Ich habe ein Produktionsgelände mit 6000qm Fläche und einigen Gebäuden/Hallen gekauft. Es würde mir gefallen wenn sich hier ein Ökozentrum bilden könnte in dem sich meist Firmen niederlassen die mit ökologischen Projekten zu tun haben. Also z. B. in diesem Falle 'Produktion von Produkten aus Lehm', gegebenfalls Export derselben und natürlich Regionalvertrieb und Anwendung. - An einer Zusammenarbeit bin ich deshalb sehr interessiert. Soviel zu deinem Vorschlag.

@Michael
Es freut mich, dass dieses Land dir gefällt. Auch dein Angebot nehme ich natürlich an. Ich denke hier liesse sich gut der Tourismus mit Workshops/Seminaren in Lehm- und Srohballenbauweise und anderen Ökoprojekten ergänzen.

Offensichtlich lässt sich ja eine ganze Menge Zuschlagstoffe mit Lehm kombinieren. An der Beschreibung von Alfred Beidatsch habe ich natürlich Interesse. Ob es hier Lehmschindeldächer gibt weiss ich jetzt auf Anhieb nicht, aber ich werde das mal recherchieren.

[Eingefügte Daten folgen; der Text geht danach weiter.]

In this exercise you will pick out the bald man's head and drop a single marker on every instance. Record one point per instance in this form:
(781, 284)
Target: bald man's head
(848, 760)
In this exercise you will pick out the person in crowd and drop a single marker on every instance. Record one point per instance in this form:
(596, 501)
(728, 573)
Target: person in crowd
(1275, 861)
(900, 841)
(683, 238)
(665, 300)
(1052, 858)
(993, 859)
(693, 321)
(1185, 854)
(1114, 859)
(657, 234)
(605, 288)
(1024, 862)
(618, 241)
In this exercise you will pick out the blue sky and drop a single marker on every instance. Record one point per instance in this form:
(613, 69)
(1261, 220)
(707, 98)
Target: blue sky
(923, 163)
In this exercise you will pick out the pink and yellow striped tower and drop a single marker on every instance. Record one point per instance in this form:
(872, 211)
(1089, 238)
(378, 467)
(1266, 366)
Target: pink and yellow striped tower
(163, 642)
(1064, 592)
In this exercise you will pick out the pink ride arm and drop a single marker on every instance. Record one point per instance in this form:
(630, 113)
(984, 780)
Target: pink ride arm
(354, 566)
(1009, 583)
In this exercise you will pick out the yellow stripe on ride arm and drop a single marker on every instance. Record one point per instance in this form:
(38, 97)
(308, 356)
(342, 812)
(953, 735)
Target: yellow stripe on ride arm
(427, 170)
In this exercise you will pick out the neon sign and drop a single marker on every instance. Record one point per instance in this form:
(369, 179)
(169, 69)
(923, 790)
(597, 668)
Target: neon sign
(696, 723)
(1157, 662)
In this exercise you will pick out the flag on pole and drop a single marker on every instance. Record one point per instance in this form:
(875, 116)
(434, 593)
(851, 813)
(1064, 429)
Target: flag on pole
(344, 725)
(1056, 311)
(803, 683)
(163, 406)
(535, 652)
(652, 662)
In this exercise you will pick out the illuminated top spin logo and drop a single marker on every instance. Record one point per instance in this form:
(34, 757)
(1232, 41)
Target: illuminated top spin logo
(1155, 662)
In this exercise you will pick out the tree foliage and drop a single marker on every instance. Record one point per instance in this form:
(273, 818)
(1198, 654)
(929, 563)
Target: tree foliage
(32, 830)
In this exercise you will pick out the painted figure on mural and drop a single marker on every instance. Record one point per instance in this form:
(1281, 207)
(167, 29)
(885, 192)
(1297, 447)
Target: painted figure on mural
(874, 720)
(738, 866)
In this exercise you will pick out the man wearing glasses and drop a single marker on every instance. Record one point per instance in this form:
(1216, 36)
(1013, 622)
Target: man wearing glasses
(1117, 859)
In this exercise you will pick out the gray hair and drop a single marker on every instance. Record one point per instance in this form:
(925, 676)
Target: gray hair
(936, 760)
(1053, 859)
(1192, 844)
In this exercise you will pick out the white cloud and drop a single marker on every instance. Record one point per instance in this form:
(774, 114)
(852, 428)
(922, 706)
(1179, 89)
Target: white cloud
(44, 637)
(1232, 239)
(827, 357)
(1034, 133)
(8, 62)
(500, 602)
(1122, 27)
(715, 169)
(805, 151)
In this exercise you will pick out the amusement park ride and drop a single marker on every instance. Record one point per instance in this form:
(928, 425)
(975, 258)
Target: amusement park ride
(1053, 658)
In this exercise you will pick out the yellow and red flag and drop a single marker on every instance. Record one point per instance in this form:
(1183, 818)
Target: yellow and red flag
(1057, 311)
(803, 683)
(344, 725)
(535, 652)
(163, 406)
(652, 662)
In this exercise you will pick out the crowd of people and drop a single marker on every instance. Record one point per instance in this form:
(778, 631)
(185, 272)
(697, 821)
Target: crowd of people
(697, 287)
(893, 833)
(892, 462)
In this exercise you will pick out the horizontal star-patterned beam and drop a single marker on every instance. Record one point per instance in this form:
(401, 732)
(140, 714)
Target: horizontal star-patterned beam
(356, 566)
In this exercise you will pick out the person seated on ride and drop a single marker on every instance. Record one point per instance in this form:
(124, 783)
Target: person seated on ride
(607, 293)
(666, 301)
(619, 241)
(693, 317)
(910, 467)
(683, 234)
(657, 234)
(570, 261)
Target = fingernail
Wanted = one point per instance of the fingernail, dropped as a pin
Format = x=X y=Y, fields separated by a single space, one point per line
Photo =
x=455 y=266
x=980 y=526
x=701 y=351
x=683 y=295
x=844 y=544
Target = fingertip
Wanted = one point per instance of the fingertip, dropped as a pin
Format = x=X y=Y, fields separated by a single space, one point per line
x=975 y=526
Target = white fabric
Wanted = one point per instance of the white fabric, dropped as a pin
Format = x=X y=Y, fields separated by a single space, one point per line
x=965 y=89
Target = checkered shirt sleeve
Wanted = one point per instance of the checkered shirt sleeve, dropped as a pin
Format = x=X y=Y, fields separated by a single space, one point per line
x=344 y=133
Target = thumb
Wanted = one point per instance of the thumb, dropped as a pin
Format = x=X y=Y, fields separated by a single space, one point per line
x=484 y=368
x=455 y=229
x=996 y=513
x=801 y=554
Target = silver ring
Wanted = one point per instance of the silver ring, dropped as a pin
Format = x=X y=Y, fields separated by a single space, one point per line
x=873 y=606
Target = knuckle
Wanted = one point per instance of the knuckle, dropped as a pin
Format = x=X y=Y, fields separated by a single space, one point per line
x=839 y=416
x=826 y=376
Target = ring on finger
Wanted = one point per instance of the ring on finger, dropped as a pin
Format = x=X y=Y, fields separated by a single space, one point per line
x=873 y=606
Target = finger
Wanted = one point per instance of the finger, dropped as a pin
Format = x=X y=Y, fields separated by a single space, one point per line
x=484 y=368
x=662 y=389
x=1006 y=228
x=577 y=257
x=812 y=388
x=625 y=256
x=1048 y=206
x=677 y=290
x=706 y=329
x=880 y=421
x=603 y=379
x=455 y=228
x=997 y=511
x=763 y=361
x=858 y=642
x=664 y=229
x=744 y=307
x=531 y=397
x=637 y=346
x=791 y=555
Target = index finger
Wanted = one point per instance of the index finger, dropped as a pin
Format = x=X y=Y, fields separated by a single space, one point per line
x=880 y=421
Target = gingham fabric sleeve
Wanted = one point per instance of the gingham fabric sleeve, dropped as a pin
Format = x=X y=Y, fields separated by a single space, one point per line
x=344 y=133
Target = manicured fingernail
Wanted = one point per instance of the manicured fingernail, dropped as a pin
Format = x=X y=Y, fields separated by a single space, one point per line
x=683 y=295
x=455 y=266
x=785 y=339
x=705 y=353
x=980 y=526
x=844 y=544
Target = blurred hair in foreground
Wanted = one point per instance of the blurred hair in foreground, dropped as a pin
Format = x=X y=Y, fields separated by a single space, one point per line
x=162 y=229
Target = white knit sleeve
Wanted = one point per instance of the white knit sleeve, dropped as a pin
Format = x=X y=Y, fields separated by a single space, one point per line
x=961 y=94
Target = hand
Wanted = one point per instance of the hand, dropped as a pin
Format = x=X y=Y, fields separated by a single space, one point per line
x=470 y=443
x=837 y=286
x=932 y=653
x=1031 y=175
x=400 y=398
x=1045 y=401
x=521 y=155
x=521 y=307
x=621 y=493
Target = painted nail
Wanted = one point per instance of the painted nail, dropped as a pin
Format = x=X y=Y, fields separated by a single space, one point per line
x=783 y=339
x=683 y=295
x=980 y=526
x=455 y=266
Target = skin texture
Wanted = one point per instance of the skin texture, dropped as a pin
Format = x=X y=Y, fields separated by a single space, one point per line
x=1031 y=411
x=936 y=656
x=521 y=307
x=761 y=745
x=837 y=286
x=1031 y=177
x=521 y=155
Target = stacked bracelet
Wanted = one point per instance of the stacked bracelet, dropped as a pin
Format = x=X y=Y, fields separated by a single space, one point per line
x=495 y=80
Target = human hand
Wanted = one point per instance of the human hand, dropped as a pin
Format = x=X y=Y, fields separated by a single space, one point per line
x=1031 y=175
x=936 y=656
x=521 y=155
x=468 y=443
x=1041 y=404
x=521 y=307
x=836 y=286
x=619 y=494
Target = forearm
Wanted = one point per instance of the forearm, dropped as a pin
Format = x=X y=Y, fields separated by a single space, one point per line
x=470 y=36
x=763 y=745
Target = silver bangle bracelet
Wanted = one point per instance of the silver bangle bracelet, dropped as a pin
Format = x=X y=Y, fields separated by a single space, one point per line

Hier geniessen die alten Techniken nur mehr den Ruf der armen Leute. Früher wurde so gebaut. Deshalb ist es sehr verpönt die Idee 'Bauen mit Stroh und Lehm' auch nur anzudeuten. Es wird gleich abgewunken. Der moderne Rumäne baut nur mit modernen Baustoffen, auch wenn er über die Preise stöhnt. Etwas anderes kommt nicht in Frage. Lieber wird gar nicht gebaut.

Es ist also noch sehr viel Überzeugungsarbeit zu leisten. Und am besten überzeugt man hier wenn Westeuropäer diese Bauweise in der Praxis vorführen und Objekte zum Anfassen erstellen.